La storia dei terremoti nell’Italia centrale è accomunata da un unico filo rosso. È l’Appennino, con le sue fratture attive che si allungano lungo l’asse della catena e creano terremoti con ipocentri generalmente superficiali. Il professor Giuseppe Giunta, ordinario di “Geologia strutturale”, già docente dell’Università di Palermo, ha chiarito il perché della “somiglianza” tra il terremoto che ha messo in ginocchio il Rietino e quello che nel 2009 devastò L’Aquila: “La maggior parte, come quello dell’Aquila, hanno la stessa caratteristica. Ovvero avvengono lungo fratture allungate in direzione appenninica, hanno ipocentri superficiali come profondità di rilascio dell’energia”.
“Per avere una magnitudo di questo tipo ci devono essere delle faglie che nella crosta terrestre si allungano per 30-40 chilometri di lunghezza, e prevedono una serie di repliche che possono verificarsi per molto tempo – spiega il professor Giunta – C’è da tenere in considerazione che un sisma può anche innescare dei disequilibri in faglie vicine o relativamente lontane. Questo è un pericolo, è anche possibile che alcuni terremoti nelle zone adiacenti siano dovuti all’attivazione di altre faglie”.
La possibilità di una recrudescenza sismica nei prossimi giorni c’è sempre: “Lo sciame sismico sta continuando con decine di terremoti, che avvengono a distanza di pochi minuti. Questo durerà per un po’ di tempo, per mesi o addirittura anni. C’è da aspettarsi che il massimo dell’energia sia stata dissipata nell’evento principale e che non ci siano delle repliche della stessa entità, o addirittura superiori”.
La conta dei danni è ancora in corso, ma ecco che il tema della prevenzione torna attualissimo. Ci si può proteggere? Il Giappone può essere un modello? “La prevenzione, non c’è dubbio, si fa in maniera diversa da paese a paese. Per quello che riguarda il Giappone siamo in condizione geodinamiche diverse dall’Appennino o dall’Italia. È un tessuto urbanistico diverso. A Fukushima, una scossa prossima a 9.0 ha creato un disastro immane che neanche i giapponesi sono riusciti a controllare”.
“In Italia c’è un’urbanizzazione antichissima in territori collinari o di montagna – puntualizza il professore Giunta – con centri storici molto antichi e importanti dove bisogna affrontare costi enormi. Se si dovesse per assurdo cominciare una prevenzione radicale, mettendo a disposizione tutte le risorse, non si raggiungerebbe il massimo della protezione prima di parecchi anni. Già ci sono delle azioni di prevenzione in atto nel nostro paese, ma sono azioni legate alle nostre capacità finanziare. Si agisce in parte sulla base di quelle che sono le zone con maggiore rischio, agendo con interventi mirati alla cosidetta mitigazione del danno”.
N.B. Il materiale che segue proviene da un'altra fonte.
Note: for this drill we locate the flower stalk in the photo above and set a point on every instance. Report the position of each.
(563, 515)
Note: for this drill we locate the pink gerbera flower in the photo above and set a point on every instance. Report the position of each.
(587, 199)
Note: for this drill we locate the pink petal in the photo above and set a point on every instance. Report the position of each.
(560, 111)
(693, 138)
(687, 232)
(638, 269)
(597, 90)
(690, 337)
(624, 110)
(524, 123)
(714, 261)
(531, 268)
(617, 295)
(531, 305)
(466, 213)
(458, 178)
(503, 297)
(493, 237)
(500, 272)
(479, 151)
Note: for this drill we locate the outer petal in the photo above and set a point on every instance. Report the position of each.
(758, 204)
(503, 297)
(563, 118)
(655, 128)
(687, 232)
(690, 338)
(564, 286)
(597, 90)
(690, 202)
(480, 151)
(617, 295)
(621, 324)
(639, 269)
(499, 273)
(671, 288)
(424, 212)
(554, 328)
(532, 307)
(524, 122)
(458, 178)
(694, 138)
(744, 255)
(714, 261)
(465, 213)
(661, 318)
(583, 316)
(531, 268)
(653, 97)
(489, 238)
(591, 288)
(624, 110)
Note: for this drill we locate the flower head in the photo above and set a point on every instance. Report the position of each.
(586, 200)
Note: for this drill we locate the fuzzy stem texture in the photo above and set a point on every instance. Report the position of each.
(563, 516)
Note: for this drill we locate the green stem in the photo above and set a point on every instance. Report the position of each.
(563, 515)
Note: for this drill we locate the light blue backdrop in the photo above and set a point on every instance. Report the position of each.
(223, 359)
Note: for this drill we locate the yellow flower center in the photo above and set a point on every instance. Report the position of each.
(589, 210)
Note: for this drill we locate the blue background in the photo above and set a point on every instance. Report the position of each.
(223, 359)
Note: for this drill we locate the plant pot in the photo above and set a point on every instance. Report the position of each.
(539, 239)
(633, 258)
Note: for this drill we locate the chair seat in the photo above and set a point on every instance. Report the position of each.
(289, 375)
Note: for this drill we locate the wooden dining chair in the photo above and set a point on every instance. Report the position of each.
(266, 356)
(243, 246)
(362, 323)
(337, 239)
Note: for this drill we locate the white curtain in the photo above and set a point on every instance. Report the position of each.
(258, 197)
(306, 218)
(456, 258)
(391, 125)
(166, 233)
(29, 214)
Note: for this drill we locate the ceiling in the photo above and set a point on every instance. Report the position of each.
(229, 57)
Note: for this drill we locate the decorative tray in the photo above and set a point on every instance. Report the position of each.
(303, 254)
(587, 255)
A cosa deve prepararsi la popolazione colpita dal sisma della scorsa notte? “Una volta avvenuto questo choc, il tutto dovrebbe andare a decrescere nel tempo e nella magnitudo, ma continueranno le repliche, o scosse di assestamento. In provincia di Perugia ce n’è stata una di 5.0 circa, ce n’è stata un’altra di 4.6 nella provincia di Rieti. Parliamo di repliche abbastanza forti. In un edificio parzialmente danneggiato, è chiaro che una replica di questo tipo lo butta giù“.
Insomma, c’è da augurarsi che ci siano delle repliche “non troppo forti”. “Potrebbe avvenire e non possiamo escluderlo un evento che sia superiore alla scossa principale – chiosa il professor Giunta – Questo non si può escludere o perché si attiva una faglia vicino a quella che ha prodotto il terremoto oppure perché non tutta l’energia dissipata è stata rilasciata”.
La zona a rischio rimane comunque circoscritta: “Nella catena appenninica molte faglie generano terremoti piuttosto superficiali come profondità ipocentrale, e hanno caratteristiche di movimenti comuni, in parte differenti con le regioni alpine o con la Sicilia e la Calabria meridionale, con le quali non c’è una relazione diretta, pur appartenendo allo stesso sistema geodinamico”.